ある程度、休んだらまたいつもの愛想のよい少女になるのだろう。
それを待てばいい。
忠実な召使いであるアリッサは、静かに彼女の主を見守っていた。
ふいに、ベランダへひとりの少女が現れた。
見慣れない派手で品のないドレスを着ている。
この少女は確か、魔術儀礼の時に主のドレスを汚した使用人の男爵家の者だ。
あの時は殺意も緊急性もなかったので眺めていたに過ぎないが、くだらない嫌がらせに被害者ぶる演技が鼻についたのを覚えている。
しかしながらその生命力は、素晴らしいものであった。
他者を貶めても優位になりたい必死さは、水に落ちた蟻がもがくのにも似ていて、アリッサの目にはとても好ましく愛らしかったからだ。
その浅ましくもがく姿をずっと見ていたい。
1枚の葉を浮かべて助かったと思わせたところで、それを取り上げてその落胆の顔を見たい。

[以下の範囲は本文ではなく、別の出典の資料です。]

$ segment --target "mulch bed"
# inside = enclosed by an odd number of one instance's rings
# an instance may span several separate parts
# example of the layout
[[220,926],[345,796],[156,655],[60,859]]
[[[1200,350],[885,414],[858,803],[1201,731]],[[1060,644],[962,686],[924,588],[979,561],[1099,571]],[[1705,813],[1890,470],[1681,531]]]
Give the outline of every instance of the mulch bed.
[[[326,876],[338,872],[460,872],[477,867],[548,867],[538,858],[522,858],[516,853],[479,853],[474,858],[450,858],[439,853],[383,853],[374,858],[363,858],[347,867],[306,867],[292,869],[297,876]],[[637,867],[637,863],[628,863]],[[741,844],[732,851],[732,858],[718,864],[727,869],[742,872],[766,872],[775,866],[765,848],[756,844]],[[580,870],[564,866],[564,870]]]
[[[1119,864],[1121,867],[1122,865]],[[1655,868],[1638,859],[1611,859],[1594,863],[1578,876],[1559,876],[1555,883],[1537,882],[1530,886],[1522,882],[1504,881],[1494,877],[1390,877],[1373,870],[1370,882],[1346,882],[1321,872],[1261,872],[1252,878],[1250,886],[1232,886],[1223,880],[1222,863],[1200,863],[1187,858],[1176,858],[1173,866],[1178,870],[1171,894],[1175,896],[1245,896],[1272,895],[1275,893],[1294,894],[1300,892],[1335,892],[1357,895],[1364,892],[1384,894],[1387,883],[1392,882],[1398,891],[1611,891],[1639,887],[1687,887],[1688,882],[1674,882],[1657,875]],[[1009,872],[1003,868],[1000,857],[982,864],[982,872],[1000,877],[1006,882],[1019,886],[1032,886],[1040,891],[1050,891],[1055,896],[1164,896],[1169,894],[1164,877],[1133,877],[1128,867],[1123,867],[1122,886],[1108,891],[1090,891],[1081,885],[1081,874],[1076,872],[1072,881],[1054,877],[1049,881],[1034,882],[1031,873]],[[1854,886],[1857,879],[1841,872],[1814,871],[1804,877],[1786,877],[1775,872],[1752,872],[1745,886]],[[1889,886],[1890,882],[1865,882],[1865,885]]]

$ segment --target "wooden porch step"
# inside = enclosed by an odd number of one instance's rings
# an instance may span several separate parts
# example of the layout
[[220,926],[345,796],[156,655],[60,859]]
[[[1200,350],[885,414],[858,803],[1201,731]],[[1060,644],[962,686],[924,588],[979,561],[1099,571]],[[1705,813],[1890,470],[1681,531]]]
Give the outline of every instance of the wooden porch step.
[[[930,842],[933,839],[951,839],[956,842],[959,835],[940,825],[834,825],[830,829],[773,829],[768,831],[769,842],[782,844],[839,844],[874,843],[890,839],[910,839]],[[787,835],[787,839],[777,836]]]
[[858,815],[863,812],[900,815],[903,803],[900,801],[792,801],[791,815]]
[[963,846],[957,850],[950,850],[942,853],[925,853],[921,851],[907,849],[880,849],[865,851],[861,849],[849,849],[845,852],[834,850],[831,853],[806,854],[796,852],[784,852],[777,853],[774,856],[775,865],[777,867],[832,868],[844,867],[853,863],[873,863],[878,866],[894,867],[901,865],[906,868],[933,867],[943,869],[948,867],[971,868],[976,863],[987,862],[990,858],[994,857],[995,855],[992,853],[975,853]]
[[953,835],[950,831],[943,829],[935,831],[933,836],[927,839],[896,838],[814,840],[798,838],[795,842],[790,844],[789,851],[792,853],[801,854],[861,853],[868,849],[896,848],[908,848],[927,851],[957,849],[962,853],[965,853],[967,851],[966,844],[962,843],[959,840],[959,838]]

この卑しくも不浄で傲慢な魂は、善良で無垢な魂と同じくらい魅力的であるのだ。
だが、この主へ向けられる悪意はいただけない。
可愛らしいといえばそういう外見なのだが、アリッサの目にはじっとりと毒々しく渦巻く感情を撒き散らす害虫のように映っていた。
その様は悪くないものだが、これが神が言っていた「虫」なのかもしれない。
地母神が大切にする美しい箱庭を荒らし、あまつさえ彼女が大事にしている愛し子の心を曇らせる害虫。
これはシャルロッテにとって良くないモノだとアリッサは判断した。
自分の主はこの悪意の塊に対して、果敢に挑むだろうか?
それとも人に助けを求めるのだろうか。
シャルロッテがどう対処するのか手を出さずに見守りたいところだが、何かあった時の為にアリッサは何時でも2人の間に割って入れるように、枝の上で足に力を溜めて姿勢を整えた。
2人の様子をみると少女はシャルロッテの事を軽んじているのがわかる。
何を持って少女がそう判断しているのかは、アリッサにはわからなかった。
美しさも地位も名声さえもアリッサからすれば、シャルロッテの方が上であるのは間違いなかった。
アリッサ以外の人間でも、そう答えただろう。
だが、明確にあの少女はシャルロッテを下に見ていた。
その根拠は前世の年齢であったり、外見の地味さであったりするのだが、それをしらないアリッサには到底わかることでは無かった。